Pas très sérieux, je le concède mais hier c’était le premier avril, on a encore l’esprit à la gaudriole et c’est parait-il bon pour la santé…
Bonjour,
entre le Silure à machoires de requin et l’escalator du théâtre antique de Vienne la pêche aux poissons d’avril est bonne. Une mention spéciale pour la borne électrique de recharge à manivelle… Nos esclaves fils du pétrole se font la malle et toute notre société va être bousculée par ce tsunami qui obscurcit notre horizon. Et ça ce n »est pas du poisson mais le poison de la pénurie qui va pourrir l’ordre social. Le climat va donc se retourner vers les forces anti-démocratiques qui visent les immigrés porteurs de tous les maux. La raréfaction des aides et autres amortisseurs sociaux va accentuer l’impact sur la France qui travaille et se lève tôt. La société aidante pour les exclus du travail s’efface sans bruit, demain le travail gratuit imposé aux bénéficiaires des aides va se substituer au travail rémunéré normalement. La spirale descendante vers les abîmes du chômage va produire une cohorte « d’assistés » contraints au travail gratuit. Lorsque les crises s’aggravent ce sont la démocratie et les droits sociaux qui sont sous le boisseau et les nouveaux élus dans les mairies R haine s’empressent de prendre des arrêtés anti-mendicité en même temps qu’ils augmentent leurs indemnités. Les merdias corrompus ne vous parlent pas de cela, ni de l’arbre généalogique du « beau »Jordan ( beau, beau et c.n à la fois chantait le Belge Brel). Arbre dans lequel on trouve 3/4 de ses géniteurs transalpins et un arrière grand-père Algérien. Pas grave, les immigrés sont sa source principale d’inspiration, tellement commode de nommer des boucs émissaires.

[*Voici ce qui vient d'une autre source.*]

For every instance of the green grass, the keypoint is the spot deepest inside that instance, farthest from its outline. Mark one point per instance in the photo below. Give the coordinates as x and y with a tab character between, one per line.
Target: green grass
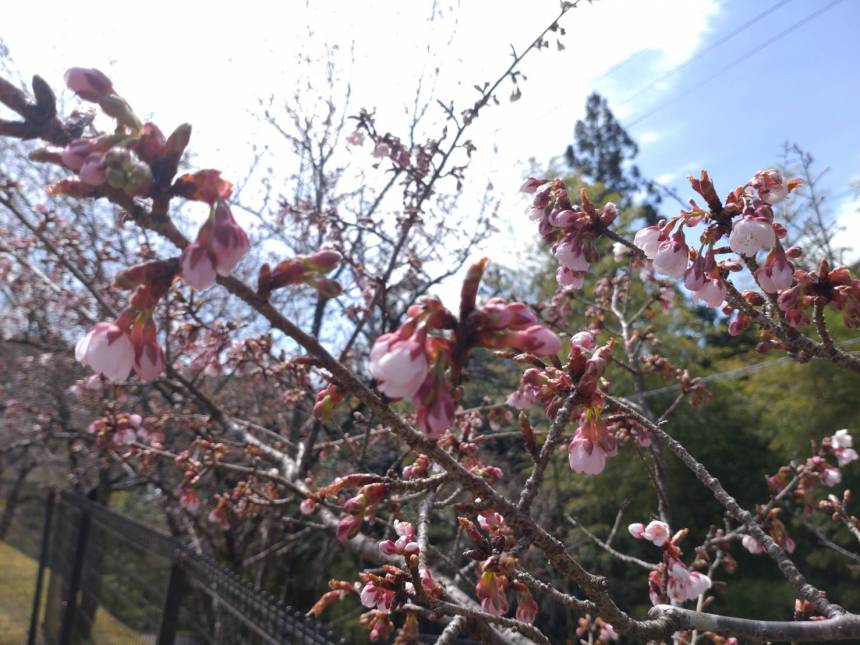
17	585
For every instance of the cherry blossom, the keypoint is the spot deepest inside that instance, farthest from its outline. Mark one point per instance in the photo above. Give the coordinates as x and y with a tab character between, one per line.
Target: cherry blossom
399	364
750	235
656	532
671	256
684	584
108	350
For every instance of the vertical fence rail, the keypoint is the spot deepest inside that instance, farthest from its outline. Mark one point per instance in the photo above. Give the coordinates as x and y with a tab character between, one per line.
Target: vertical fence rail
43	560
98	549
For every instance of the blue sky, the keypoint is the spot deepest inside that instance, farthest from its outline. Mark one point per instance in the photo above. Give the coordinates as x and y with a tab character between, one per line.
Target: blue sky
178	63
804	87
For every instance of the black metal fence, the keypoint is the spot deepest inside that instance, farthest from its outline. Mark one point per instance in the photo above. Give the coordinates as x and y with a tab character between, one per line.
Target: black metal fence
104	578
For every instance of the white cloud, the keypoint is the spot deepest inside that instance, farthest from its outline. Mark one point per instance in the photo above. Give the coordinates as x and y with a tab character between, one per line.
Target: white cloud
847	218
210	64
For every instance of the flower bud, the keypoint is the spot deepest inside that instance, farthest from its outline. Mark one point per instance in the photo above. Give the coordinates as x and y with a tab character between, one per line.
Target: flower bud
89	84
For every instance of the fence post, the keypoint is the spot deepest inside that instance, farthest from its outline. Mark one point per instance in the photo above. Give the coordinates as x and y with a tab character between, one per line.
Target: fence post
43	560
172	605
71	603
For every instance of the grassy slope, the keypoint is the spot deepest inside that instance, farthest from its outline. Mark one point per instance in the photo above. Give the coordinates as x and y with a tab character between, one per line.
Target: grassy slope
17	583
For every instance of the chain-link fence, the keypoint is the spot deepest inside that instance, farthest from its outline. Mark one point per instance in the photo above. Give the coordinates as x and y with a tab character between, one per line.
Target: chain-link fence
105	579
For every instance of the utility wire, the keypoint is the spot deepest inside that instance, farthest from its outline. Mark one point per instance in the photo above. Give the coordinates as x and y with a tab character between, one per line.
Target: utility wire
713	46
734	63
739	371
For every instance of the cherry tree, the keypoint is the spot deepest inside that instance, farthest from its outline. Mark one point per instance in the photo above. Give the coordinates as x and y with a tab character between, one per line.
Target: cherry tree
232	456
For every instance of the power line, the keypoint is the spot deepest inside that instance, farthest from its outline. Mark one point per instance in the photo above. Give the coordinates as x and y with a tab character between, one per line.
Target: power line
711	47
738	372
734	63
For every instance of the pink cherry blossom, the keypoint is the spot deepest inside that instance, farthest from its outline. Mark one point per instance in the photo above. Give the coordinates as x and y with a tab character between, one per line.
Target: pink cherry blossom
752	545
229	243
712	293
149	359
671	256
537	340
107	349
831	476
527	608
567	278
656	532
89	84
751	235
842	442
569	254
684	584
583	340
770	185
493	598
607	633
438	415
648	239
400	365
198	266
777	273
92	170
585	456
376	597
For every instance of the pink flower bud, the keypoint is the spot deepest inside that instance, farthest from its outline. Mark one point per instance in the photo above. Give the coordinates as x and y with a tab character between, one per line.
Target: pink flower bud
637	530
400	365
569	254
568	278
107	349
92	170
493	598
527	608
831	476
89	84
325	260
438	416
537	340
750	235
586	457
198	266
671	256
712	293
752	545
348	527
229	242
770	186
656	532
531	185
648	239
149	359
583	340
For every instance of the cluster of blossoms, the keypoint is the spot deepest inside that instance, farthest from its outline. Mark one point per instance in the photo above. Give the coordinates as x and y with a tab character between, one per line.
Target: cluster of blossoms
415	362
113	349
491	542
671	579
571	229
747	221
139	161
835	287
593	440
383	593
806	478
220	243
596	630
303	269
775	528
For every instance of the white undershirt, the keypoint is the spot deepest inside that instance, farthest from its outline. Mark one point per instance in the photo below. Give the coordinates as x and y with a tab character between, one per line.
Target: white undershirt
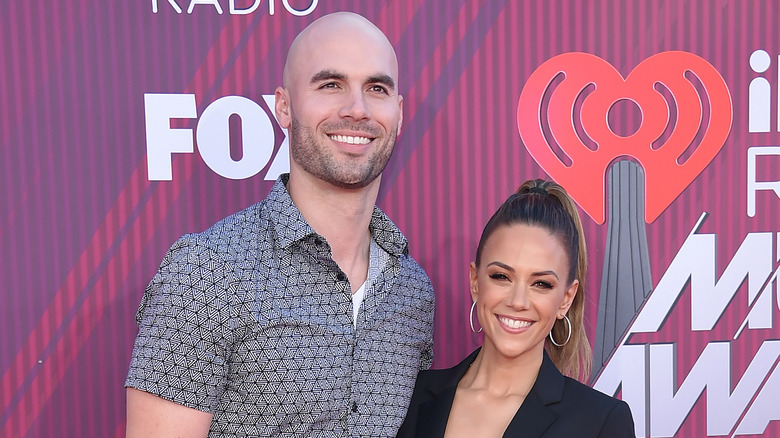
357	300
377	259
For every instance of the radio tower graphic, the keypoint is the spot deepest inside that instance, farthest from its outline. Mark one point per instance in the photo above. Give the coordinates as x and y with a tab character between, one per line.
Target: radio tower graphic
563	116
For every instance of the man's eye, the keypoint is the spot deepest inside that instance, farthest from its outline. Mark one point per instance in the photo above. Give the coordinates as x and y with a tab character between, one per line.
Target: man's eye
378	89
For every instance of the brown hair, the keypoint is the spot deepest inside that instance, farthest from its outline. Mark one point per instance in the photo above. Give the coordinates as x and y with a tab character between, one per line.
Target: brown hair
547	205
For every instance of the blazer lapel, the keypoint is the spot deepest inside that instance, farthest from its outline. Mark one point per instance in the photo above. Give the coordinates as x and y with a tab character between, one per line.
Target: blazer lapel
433	414
535	415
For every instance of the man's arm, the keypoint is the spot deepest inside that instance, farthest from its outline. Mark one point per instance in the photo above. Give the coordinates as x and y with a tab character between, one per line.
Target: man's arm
149	415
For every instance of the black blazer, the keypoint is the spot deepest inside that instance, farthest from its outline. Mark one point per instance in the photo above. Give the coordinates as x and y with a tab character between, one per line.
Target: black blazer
556	407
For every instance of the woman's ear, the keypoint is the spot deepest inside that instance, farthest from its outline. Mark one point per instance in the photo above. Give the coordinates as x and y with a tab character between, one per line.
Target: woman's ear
473	281
568	297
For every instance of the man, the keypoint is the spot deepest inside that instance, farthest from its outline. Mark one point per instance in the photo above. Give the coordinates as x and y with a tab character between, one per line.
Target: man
302	315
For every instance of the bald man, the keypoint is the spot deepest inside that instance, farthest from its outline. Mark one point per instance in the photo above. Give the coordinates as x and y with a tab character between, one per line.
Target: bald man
303	315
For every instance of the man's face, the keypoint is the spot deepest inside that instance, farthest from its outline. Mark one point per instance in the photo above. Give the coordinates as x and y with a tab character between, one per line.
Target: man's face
343	107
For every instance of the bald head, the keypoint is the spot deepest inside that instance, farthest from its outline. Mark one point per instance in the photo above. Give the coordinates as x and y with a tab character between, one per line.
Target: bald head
340	29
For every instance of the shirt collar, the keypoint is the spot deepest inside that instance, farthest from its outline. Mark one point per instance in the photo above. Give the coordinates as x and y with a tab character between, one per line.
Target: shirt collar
291	227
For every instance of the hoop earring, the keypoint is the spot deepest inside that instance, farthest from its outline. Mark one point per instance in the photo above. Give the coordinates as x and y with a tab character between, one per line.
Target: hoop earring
567	337
471	318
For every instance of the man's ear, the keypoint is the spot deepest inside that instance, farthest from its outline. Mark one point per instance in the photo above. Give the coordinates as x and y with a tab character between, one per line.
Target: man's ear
400	115
282	107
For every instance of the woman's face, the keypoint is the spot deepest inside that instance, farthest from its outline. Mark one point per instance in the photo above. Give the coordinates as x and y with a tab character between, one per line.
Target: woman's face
521	289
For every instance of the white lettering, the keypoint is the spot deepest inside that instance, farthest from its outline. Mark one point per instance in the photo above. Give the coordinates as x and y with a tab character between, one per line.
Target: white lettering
173	4
752	185
214	137
249	10
161	140
712	371
696	261
215	3
299	12
764	408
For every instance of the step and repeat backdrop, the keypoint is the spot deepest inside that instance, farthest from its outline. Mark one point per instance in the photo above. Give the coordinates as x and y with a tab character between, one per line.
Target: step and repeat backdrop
126	124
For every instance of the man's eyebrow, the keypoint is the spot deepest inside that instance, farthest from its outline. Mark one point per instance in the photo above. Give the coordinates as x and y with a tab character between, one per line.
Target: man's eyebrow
382	79
325	75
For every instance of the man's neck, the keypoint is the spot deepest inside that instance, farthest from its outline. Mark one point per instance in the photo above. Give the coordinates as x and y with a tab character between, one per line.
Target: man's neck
342	216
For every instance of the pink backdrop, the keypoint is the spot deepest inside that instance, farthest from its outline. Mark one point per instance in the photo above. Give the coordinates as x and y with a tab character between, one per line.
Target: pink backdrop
98	100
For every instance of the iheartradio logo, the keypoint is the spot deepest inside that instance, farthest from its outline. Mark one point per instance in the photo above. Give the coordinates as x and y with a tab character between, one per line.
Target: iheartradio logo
685	116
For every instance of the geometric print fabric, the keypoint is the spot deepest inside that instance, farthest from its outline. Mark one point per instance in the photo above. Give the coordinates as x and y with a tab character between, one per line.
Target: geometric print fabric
251	320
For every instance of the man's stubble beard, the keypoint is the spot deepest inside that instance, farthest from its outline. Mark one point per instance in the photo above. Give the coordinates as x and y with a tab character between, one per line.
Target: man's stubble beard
346	172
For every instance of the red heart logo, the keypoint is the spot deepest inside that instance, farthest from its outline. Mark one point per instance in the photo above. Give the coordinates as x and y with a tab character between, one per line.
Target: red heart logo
686	115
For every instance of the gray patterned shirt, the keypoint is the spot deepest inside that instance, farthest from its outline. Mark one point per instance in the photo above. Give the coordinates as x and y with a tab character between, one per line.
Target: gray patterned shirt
252	320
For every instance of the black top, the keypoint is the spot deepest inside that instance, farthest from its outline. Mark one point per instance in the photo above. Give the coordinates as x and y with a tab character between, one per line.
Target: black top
556	407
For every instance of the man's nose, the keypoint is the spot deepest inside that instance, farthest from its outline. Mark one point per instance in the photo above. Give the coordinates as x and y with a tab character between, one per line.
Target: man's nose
355	105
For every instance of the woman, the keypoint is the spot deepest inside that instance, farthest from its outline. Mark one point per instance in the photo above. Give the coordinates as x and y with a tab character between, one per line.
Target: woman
527	290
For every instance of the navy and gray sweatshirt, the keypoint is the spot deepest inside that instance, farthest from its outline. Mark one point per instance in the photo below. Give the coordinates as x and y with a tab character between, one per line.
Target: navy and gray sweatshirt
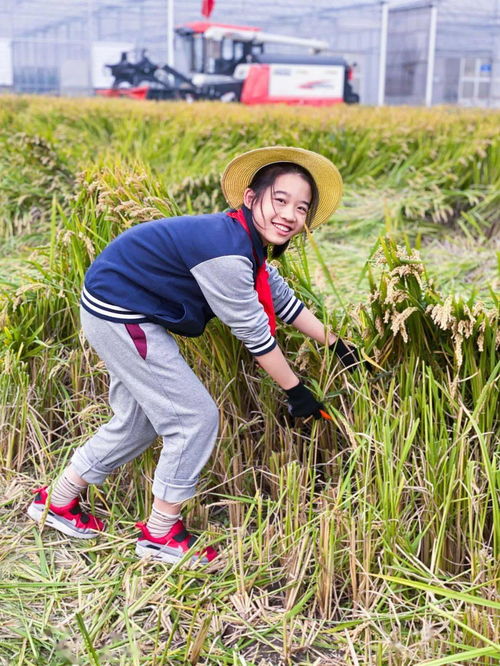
180	272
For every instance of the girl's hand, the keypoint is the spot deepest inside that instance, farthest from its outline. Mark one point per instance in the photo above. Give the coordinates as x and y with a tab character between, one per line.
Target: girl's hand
302	403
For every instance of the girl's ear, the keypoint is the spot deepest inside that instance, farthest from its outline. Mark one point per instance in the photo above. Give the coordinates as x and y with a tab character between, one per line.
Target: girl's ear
248	197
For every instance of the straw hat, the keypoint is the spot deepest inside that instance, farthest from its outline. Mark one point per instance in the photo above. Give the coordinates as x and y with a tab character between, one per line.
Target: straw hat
239	172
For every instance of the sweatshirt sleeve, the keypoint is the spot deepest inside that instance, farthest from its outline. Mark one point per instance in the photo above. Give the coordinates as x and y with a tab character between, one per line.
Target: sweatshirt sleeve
227	283
286	305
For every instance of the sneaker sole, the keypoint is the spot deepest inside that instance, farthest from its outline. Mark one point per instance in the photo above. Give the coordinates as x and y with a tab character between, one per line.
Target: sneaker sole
146	553
36	514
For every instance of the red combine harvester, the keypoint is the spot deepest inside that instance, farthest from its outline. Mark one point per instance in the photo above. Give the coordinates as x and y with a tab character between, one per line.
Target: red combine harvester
229	63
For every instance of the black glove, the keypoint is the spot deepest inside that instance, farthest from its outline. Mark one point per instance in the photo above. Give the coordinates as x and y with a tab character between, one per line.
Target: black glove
302	403
348	355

Mener une liste peuplée d’individus de la diversité est très difficile en milieu rural, surtout dans ce contexte. Pourtant 37,1 % de la population Française qui a de 30 à 40 ans a au moins un grand parent immigré (comme Bartoidelà). Oui les échecs s’analysent devant sa glace, dans sa conscience, encore faut-il en être capable. Le renouveau maire du Havre poussé par des sondages de complaisance fait preuve d’une imagination débordante avec la semaine de 50h et la retraite à 70 ans. A l’écouter on se demande pourquoi Mac-Ronds ne l’a pas nommé premier ministre, lui Édouard Philippe, dés le début de son mandat. Ainsi avec son charisme de bulot, il nous aurait conduit face à l’adversité sur le chemin de la réussite, pas de crise des GJ, pas de répression policière, une gestion au cordeau de la crise Covid, pas de dettes supplémentaires, une réindustrialisation brillante faisant l’envie de toute l’Europe, de l’univers et ses alentours… Dommage Mac-Ronds a choisi un certain Philippe Édouard et ça c’est assurément le nec plus ultra des poissons d’avril. Si nous n’avons que ça pour contrer le R Haine alors Jordan est assuré de la victoire.
bonne journée
Faconjf@ » Une cohorte d’assistés contraints au travail gratuit », ça s’appelle des ESCLAVES. Difficile de rétablir l’esclavage sous sa forme antique, mais on a trouvé un biais. « Ils » sont futés quand même !
Comme on a essayé à Lyon de faire passer un canard boiteux pour un enfant du bon dieu.